Thursday, July 2, 2009

The African Youth Climate Change Movement

I received this note in an email from 350.org today:

As part of our ongoing effort to build a broader and more inclusive movement, we're trying something new this summer: training more than 500 youth climate activists as part of our 350Speaks program. We just finished an inspiring workshop with dozens of African youth climate activists in Johannesburg, South Africa (check out the video), and we have leadership workshops coming up in Dikili, Turkey and New York City.

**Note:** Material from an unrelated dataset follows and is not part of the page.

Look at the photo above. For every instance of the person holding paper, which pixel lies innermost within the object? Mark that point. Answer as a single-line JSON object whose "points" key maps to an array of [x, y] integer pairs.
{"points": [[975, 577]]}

More details about the Johannesburg training, taken from the 350.org website:

Submitted by Phil on 24 June, 2009 - 06:12

We came from throughout the continent and beyond -- from fishing communities in Zanzibar to townships in South Africa, from villages in Zambia to teeming capital cities across the continent. More than 40 youth climate activists from throughout Southern and East Africa traveled by boat, car, taxi, bus, train and airplane to Johannesburg South Africa for the inaugural 350Speaks Climate Leadership Workshop.

For four days, we shared our stories, learned organizing skills and planned campaigns in our countries and our communities leading up to October 24, the International Day of Climate Action. From my experience, as one of theh conveners of the workshop, It was an incredibly powerful experience to be with all of these thoughtful, excited and savvy youth leaders.

In the rest of the world, we often think of Africa as bearing the brunt of many of the effects of climate change -- flood, drought, storms and disease are already increasing in intensity, frequency and range throughout the continent. That's why it was so important for me to see that African youth, in solidarity with climate organizers all over the world, won't be satisfied with the status quo.

As Emmanuel from Uganda said to me, "We don't just need a .... we need a fundamental change." The 42 activists and organizers who came to the 350speaks workshop are committed to fundamental change. They're not going to let world leaders make decisions about their future without hearing from them. They're also not going to wait around for developed countries to send over money or technology. Since those leaders are dragging their heels, African youth climate activists are developing African solutions to the climate crisis, from planting millions of trees on the continent to building solar stoves and biogas digesters. Don't take it from me -- watch them tell us how they're going to make some noise in the video above.

From my perspective as a US-based global organizer, there's nothing more important right now than collaborating with youth all over the world to build a larger and broader movement. Nothing short of a global grassroots movement is going to force our leaders to act fast enough and commit to targets strong enough. I've been lucky enough to have the chance to meet some of those change agents, work together with them to build our voices into a truly diverse, global movement.

In preparing for the summit, I came across this great quote from Gandhi, who spent a fair amount of his young life in Johannesburg, South Africa working with Africans, Indians and other groups to fight for their rights:

"First they ignore you, then they laugh at you, then they fight you, then you win"

I'm not sure where we fall right now on Gandhi's timeline, but I know that if we keep building the movement by connecting and mobilizing each activists from all over the world, we'll get to that last piece soon enough.